The indebted country, now in its sixth year of recession, has been forced to cut jobs, pay and pensions in order to secure €240 billion in rescue funds from the European Union and International Monetary Fund (IMF).

The "troika" of creditors – the IMF, European Commission and European Central Bank – will in September launch its next review of the Greek reform programme to determine whether it is eligible for the next instalment of the aid funds.

Nevertheless, Schäuble denied there would be another Greek debt "haircut" for creditors, saying the experience of the last one had not been positive.

But he told supporters of his conservative Christian Democratic Union (CDU) that Greece would need more international help to keep the interest that Athens pays on its debt from increasing too much.

"They're not over the hill yet," said Schäuble.

Chancellor Angela Merkel's government, which faces elections on September 22nd, has been at pains to avoid discussion of more financial aid for Greece, an unpopular notion with many voters.

In her latest comments, quoted in the Ruhr Zeitung daily on Tuesday, she said: "We have always said that we will have to reevaluate Greece's situation in late 2014 or early 2015. It is sensible to follow this timetable."

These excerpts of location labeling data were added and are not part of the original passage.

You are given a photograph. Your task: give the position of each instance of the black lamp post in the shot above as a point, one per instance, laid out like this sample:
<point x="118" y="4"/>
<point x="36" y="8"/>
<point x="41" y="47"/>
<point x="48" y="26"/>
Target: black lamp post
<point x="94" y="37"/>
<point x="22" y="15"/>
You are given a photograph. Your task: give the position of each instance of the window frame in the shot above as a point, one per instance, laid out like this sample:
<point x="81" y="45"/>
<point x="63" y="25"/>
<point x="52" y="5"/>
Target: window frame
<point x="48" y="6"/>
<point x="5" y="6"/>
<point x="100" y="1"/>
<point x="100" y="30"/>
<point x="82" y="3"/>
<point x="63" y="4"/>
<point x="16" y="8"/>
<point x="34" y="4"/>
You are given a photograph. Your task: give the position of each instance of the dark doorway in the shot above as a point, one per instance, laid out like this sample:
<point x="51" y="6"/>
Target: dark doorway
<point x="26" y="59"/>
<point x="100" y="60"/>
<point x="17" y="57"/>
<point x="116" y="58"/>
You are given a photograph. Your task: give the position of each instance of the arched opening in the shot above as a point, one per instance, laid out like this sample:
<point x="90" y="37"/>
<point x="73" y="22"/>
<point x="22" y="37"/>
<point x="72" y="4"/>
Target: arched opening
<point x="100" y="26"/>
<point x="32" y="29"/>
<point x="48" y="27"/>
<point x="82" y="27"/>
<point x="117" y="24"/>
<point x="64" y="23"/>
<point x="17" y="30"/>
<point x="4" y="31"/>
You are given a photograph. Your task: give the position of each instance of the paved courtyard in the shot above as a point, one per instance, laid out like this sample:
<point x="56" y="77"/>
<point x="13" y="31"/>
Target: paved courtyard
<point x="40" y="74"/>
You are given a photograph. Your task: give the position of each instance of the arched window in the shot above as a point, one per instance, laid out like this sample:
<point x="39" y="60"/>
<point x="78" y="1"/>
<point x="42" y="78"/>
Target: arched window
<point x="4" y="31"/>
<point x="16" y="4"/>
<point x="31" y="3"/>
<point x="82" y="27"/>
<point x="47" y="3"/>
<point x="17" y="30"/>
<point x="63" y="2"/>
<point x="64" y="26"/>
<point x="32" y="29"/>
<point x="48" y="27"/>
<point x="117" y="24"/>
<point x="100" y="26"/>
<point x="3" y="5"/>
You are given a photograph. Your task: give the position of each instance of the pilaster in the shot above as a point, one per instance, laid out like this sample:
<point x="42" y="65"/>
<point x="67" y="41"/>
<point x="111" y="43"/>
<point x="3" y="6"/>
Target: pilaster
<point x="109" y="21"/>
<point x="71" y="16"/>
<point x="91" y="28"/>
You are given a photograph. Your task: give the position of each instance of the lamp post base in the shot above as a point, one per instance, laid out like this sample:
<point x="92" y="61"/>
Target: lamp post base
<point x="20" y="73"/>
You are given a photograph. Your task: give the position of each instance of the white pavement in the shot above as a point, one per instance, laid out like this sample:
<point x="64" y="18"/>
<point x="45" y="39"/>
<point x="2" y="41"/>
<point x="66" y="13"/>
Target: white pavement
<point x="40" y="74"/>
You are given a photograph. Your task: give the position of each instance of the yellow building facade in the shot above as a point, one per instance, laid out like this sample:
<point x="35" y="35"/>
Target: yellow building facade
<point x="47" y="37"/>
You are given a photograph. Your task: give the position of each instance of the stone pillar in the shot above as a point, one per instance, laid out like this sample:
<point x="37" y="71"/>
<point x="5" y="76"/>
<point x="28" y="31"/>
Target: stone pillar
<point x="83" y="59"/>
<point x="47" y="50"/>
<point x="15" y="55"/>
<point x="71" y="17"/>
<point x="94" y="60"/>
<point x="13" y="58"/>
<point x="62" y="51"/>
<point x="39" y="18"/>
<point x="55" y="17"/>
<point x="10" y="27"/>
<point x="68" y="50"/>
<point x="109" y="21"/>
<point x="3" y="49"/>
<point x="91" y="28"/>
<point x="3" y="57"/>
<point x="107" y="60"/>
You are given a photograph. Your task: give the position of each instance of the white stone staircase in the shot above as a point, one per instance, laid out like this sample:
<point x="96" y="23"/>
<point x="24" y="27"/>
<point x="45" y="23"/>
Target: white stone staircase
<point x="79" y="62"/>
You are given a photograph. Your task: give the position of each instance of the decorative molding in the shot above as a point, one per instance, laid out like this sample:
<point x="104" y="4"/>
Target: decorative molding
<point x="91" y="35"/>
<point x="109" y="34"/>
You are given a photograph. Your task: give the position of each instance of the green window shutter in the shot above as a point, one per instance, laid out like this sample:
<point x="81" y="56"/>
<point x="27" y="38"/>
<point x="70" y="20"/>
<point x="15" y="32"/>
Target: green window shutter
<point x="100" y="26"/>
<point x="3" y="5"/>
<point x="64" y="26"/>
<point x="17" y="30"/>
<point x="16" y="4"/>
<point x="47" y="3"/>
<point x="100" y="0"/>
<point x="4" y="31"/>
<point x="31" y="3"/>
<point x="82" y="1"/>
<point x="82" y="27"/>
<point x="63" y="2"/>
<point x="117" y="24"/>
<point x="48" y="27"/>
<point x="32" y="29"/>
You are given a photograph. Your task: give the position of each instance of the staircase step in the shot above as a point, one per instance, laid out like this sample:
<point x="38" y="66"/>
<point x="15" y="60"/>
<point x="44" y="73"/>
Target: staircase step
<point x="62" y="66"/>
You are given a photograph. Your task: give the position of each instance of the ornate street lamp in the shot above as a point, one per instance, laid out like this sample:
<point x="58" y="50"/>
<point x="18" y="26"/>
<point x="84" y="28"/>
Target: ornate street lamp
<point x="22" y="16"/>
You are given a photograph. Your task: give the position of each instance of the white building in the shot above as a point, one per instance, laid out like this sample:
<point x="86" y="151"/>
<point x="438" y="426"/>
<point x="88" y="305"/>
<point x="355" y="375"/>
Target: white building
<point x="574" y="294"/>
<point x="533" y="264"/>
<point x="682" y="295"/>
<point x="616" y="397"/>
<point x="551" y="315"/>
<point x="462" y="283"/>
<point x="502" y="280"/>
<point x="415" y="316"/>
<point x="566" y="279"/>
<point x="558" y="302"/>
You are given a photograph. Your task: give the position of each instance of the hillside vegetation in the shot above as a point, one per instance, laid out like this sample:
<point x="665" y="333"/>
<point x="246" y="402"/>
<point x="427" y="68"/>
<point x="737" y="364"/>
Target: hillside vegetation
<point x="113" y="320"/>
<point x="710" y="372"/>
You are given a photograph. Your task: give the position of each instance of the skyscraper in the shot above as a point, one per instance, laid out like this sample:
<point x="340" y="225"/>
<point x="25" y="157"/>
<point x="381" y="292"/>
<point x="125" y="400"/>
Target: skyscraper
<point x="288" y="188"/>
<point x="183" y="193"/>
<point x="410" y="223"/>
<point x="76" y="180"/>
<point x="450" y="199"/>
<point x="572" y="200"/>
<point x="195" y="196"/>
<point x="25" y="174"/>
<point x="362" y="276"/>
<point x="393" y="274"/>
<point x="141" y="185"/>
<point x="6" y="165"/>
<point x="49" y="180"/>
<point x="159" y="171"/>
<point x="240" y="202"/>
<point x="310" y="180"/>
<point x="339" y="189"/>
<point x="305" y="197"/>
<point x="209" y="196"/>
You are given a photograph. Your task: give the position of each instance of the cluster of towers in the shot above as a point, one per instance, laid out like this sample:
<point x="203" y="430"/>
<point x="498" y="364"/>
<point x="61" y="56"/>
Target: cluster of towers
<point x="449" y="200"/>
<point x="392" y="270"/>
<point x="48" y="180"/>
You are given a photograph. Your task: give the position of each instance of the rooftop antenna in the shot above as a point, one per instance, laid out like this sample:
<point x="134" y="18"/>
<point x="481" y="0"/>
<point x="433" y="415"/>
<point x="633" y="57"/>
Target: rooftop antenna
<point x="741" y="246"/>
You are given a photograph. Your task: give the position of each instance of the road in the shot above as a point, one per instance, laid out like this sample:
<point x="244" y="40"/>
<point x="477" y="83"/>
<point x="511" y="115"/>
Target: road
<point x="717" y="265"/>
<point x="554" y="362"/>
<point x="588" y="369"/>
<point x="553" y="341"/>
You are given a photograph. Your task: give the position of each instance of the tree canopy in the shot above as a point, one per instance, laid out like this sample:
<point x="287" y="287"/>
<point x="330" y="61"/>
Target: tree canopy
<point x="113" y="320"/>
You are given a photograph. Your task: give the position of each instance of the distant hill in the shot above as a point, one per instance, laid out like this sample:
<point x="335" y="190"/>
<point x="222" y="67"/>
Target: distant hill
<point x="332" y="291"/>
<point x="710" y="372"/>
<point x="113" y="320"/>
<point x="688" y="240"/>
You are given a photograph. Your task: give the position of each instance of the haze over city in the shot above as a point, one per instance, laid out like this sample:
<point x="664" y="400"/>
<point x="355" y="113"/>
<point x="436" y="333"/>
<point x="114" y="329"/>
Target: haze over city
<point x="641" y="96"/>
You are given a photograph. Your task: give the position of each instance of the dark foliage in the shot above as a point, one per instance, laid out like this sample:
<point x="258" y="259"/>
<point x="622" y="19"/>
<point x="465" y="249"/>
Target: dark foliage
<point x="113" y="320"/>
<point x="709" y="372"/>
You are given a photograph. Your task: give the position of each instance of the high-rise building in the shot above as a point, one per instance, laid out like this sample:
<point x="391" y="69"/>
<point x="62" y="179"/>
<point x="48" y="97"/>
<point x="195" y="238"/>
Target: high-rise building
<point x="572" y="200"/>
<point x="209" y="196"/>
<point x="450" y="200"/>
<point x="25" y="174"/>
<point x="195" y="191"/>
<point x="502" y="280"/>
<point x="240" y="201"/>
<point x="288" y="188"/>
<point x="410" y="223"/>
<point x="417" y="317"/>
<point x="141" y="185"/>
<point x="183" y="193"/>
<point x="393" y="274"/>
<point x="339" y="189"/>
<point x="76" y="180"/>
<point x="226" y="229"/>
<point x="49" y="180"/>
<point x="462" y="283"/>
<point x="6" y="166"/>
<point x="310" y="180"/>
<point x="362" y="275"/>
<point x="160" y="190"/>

Germany's central bank, however, expects Greece to receive another bailout loan later this year or by early 2014, news weekly Der Spiegel reported earlier this month, citing an internal Bundesbank document.

The Bundesbank's experts also wrote they rated the risks of such an international loan programme as "exceptionally high" and the Greek government's performance so far as "barely satisfactory", the magazine said.

Meanwhile, the European Central Bank said German board member Jörg Asmussen will visit Greece Wednesday ahead of the review of the country's economic reform programme.